Editoriali
L'olio di oliva ha bisogno di una nuova verginità
Non occorrono sempre grandi risorse, anche piccoli passi possono cambiare le sorti di un comparto. Un'idea e un suggerimento, per dare un segnale chiaro e limpido al mondo dell'olio di oliva italiano
02 giugno 2017 | Alberto Grimelli
Negli ultimi mesi le aspre polemiche e le dure battaglie nel mondo dell'olio di oliva si sono parzialmente acquietate.
Contemporaneamente si sono acuiti i problemi sulla scarsa produttività e bassa redditività del sistema olivicolo-oleario italiano.
L'attuale periodo di calma rischia di essere solo la quiete prima della tempesta.
Le aspettative sul Piano Olivicolo Nazionale sono state in gran parte deluse, a causa di ritardi e problemi burocratici-amministrativi. Manca una vera programmazione, nazionale e regionale, per il rinascimento dell'olivicoltura italiana.
Dopo qualche apertura di credito, ora le critiche piovono anche sulla FOOI, ovvero la neonata Interprofessione del mondo dell'olio d'oliva. Molte chiacchiere ma pochi risultati, queste le accuse che vengono mosse.

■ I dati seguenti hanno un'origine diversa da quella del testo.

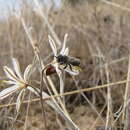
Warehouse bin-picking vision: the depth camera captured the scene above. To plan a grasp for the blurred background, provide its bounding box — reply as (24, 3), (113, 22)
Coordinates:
(0, 0), (130, 130)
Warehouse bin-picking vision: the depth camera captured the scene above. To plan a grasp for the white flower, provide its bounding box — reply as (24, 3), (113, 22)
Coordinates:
(48, 34), (79, 75)
(0, 58), (37, 112)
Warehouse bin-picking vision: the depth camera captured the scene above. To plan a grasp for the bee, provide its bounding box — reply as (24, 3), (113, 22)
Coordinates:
(43, 64), (56, 76)
(55, 54), (80, 71)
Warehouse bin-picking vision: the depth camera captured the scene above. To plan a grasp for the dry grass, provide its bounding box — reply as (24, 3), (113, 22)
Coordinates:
(0, 0), (130, 130)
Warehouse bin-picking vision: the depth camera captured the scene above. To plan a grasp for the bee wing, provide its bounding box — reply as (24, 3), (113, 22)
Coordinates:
(60, 34), (68, 55)
(48, 35), (57, 56)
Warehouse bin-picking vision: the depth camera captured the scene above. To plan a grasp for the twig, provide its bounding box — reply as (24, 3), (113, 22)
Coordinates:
(0, 80), (130, 108)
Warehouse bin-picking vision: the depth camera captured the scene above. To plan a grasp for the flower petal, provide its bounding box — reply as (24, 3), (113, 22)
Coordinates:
(4, 66), (18, 82)
(59, 65), (80, 75)
(60, 34), (68, 55)
(0, 85), (19, 100)
(3, 80), (17, 85)
(12, 58), (23, 80)
(16, 89), (25, 113)
(24, 64), (32, 81)
(27, 86), (40, 96)
(63, 48), (69, 56)
(48, 35), (57, 56)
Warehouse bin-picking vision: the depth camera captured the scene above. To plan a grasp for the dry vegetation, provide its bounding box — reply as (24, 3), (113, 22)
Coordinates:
(0, 0), (130, 130)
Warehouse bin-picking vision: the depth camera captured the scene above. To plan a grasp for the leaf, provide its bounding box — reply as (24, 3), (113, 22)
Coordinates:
(0, 85), (19, 100)
(12, 58), (23, 80)
(60, 34), (68, 55)
(48, 35), (57, 56)
(16, 89), (25, 113)
(24, 64), (32, 81)
(4, 66), (18, 82)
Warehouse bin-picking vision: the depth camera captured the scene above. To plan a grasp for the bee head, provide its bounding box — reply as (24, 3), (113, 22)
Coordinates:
(55, 55), (66, 62)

E' irrealistico pensare che la FOOI, in poche settimane, potesse risolvere trent'anni di magagne del settore.
E' altrettanto vero che, dalla sua nascita, sono mancate iniziative o atti concreti, acuendo così la sensazione che la FOOI sia l'ennesimo carrozzone mangiasoldi.
Il primo obiettivo dell'Interprofessione non può che essere ricostruire un clima di fiducia all'interno e intorno al mondo dell'olio di oliva, non a parole ma con i fatti.
Nel corso di un colloquio personale, mi ha molto colpito un'affermazione del Presidente Assitol, Giovanni Zucchi: “bastano 5000 tonnellate di olio extra vergine di oliva di qualità, tracciato, per cambiare il mercato. Gli accordi in seno all'Interprofessione possono fare un gran bene all'intero settore.”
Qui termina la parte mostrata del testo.